Synaptic GABA transporter currents have recently been measured by Kinney and Spain (60). These authors found slowly rising (within several 100 ms) and long-lasting GABA release-evoked currents mediated by GABA transporters in glial neocortical astrocytes. These currents were interpreted to be generated by active uptake of GABA into the astrocytes. The slow rise of these GAT1 currents was attributed to a GABA transporter-specific current delay before the first transport cycle is completed. The results presented here for GABA-induced GAT1 currents after laser-pulse photolytic release of GABA show no such delay. Unless astrocytic GABA transporters have significantly slower kinetics than GAT1, it is unlikely that the currents measured by Kinney and Spain (60) reflect the intrinsic kinetics of the GABA transporter. However, the currents more likely reflect the concentration of GABA in the extrasynaptic space as a function of space and time. According to this interpretation, activation of astrocytic GABA transporters is delayed because of the diffusional time necessary for GABA to reach these transporters. Thus, it appears that astrocytic GABA transporters in the neocortex do not contribute to shaping IPSCs because they are spatially too far removed from the active zone of the synapse.
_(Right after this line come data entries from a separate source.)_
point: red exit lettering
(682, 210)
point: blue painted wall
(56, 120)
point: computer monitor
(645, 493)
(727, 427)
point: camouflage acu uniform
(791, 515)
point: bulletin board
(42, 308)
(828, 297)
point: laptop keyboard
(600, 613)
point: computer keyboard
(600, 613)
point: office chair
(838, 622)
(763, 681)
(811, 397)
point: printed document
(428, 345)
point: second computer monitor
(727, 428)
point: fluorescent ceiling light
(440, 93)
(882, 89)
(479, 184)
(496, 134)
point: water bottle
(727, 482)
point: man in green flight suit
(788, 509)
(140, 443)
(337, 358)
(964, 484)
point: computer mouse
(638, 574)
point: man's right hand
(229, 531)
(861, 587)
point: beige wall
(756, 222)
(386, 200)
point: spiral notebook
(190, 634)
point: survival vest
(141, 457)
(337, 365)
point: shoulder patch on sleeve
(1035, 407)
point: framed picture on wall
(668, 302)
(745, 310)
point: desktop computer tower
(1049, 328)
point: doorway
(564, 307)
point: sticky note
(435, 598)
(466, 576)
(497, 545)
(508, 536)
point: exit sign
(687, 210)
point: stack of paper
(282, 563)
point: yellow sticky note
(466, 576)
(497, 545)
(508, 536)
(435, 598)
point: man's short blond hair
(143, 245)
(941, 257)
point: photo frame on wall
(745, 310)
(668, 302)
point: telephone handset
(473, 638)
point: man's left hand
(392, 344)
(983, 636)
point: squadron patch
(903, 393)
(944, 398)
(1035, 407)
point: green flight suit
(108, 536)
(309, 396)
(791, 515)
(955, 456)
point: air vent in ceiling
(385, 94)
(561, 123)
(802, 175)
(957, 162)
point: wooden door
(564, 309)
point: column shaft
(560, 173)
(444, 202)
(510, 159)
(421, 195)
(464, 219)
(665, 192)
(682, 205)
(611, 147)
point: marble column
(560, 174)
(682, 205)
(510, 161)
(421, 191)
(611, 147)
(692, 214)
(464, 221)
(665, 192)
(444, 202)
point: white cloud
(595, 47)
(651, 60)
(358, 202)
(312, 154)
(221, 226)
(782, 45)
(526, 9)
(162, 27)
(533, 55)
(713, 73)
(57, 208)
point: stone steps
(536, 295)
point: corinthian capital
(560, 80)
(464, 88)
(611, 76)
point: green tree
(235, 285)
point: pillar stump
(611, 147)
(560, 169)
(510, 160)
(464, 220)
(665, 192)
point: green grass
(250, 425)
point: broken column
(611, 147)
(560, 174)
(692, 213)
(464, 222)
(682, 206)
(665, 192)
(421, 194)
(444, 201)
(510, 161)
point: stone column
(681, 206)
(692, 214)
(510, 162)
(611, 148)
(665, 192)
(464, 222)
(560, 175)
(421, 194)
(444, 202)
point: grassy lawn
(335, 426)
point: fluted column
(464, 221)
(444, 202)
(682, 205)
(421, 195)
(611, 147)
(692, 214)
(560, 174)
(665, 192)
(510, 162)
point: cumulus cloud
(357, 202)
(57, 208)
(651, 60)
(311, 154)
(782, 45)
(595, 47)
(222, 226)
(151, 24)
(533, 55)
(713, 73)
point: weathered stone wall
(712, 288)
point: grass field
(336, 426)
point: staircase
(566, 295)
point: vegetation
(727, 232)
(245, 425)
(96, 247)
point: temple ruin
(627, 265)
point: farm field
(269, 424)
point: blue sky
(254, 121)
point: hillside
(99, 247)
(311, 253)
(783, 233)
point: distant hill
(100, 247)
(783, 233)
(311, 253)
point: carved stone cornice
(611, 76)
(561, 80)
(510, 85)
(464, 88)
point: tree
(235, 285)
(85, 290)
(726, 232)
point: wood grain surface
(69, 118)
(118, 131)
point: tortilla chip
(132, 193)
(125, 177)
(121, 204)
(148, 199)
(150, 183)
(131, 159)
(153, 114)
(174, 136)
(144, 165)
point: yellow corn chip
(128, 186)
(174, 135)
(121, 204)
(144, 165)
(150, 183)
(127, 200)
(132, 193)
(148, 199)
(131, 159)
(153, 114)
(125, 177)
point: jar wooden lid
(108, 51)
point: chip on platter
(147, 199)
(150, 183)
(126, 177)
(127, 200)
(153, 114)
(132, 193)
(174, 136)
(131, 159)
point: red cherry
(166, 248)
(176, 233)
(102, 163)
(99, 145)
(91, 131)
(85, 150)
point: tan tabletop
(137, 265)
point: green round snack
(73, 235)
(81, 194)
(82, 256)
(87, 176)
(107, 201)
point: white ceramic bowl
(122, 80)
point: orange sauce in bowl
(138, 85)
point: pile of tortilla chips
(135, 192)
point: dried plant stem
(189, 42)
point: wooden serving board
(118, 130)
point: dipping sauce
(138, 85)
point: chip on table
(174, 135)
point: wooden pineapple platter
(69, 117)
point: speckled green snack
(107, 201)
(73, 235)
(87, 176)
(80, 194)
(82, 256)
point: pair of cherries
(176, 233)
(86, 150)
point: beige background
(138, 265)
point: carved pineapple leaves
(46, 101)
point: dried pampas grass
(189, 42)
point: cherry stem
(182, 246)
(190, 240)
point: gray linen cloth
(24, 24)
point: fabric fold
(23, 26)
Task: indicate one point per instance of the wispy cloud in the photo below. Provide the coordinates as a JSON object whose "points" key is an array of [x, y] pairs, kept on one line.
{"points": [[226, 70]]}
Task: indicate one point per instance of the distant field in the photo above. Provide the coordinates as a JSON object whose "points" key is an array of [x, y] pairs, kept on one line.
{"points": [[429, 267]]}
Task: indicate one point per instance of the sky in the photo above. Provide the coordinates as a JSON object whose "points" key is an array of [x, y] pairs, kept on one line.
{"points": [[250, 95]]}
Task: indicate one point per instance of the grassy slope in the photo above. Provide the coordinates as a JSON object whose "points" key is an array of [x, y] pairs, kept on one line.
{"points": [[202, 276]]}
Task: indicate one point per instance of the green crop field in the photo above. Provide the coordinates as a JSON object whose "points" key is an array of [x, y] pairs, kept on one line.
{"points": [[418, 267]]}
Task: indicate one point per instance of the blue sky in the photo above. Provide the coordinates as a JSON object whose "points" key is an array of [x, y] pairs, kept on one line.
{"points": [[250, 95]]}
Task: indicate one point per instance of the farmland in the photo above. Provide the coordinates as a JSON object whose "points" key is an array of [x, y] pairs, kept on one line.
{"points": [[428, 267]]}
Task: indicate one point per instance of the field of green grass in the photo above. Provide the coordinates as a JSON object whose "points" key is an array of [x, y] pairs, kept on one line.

In conclusion, our results demonstrate the complex kinetic behavior of GABA transporters. The evidence of multiple intermediates on the transport pathway is consistent with findings for other primary and secondary transport proteins. Here, we show that individual, rapid GAT1 reactions can be resolved that depend on GABA binding to the transporter, in addition to the partial reactions that were previously found in the GABA-independent branch of the reaction cycle (20). These partial reactions are associated with rapid transmembrane charge movements. Furthermore, we have characterized the chloride dependence of the GABA-dependent partial reactions and found that chloride appears to be translocated in a step separate from GABA translocation. We propose a transport model that can account for these results. This transport model includes a rapid, but weakly electrogenic GABA translocation step, a 12-ms substrate dissociation step on the intracellular side, and rapid Cl⁻ counterexchange.